Jackson argued that the memo “was partly strategic planning instead of legal reasoning -- and therefore could be made public,” according to CNN.
"The agency's redactions and incomplete explanations obfuscate the true purpose of the memorandum, and the excised portions belie the notion that it fell to the Attorney General to make a prosecution decision or that any such decision was on the table at any time," Jackson wrote in her ruling. "The fact that [Trump] would not be prosecuted was a given.”
Judge orders memo released:
Jackson ruled that the memo should be released.
The ruling came in response to a lawsuit from the government watchdog group Citizens for Ethics and Responsibility in Washington, which sought to obtain the documents through a Freedom of Information Act request.
"We requested these records and filed this lawsuit due to serious doubts about the official story coming out of Barr's DOJ. While we do not yet know what is in the memo, the Court's opinion gives us confidence that we were right to have questions," CREW spokesman Jordan Libowitz said on Tuesday.

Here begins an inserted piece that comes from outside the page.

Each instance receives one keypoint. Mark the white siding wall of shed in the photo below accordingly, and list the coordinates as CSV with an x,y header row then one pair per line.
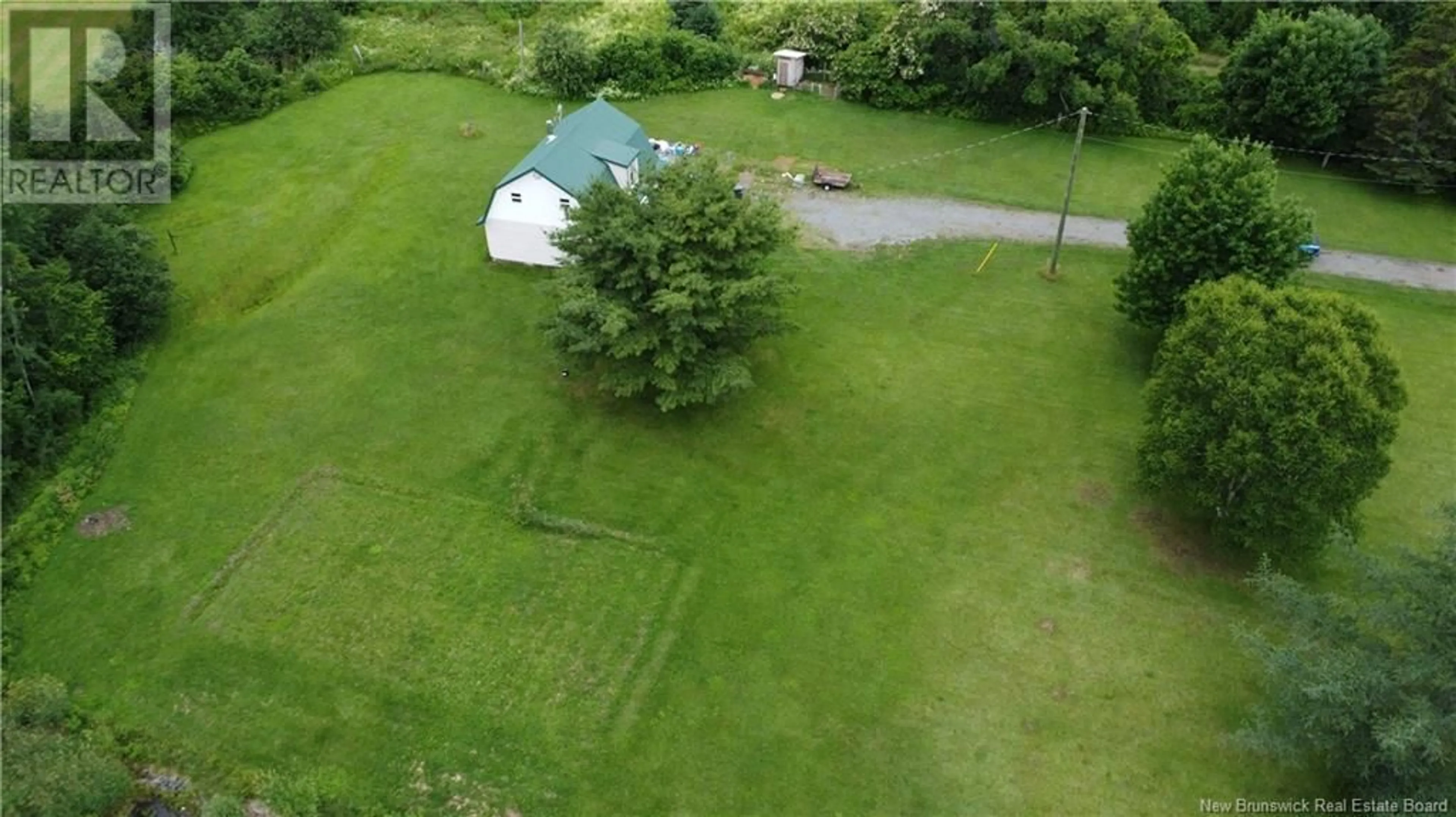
x,y
520,232
625,177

Memo backed Barr announcement:
The memo is at the heart of Barr’s announcement that Trump would not be indicted in the Mueller probe.
The DOJ argued that it should be redacted because it contained internal legal discussions and was intended to help Barr decide whether to charge Trump.
But Jackson said the DOJ did not mention in court that the memo’s redactions included “strategic, as opposed to legal advice"
The DOJ’s handling of the memo "served to obscure the true purpose of the memorandum," Jackson wrote.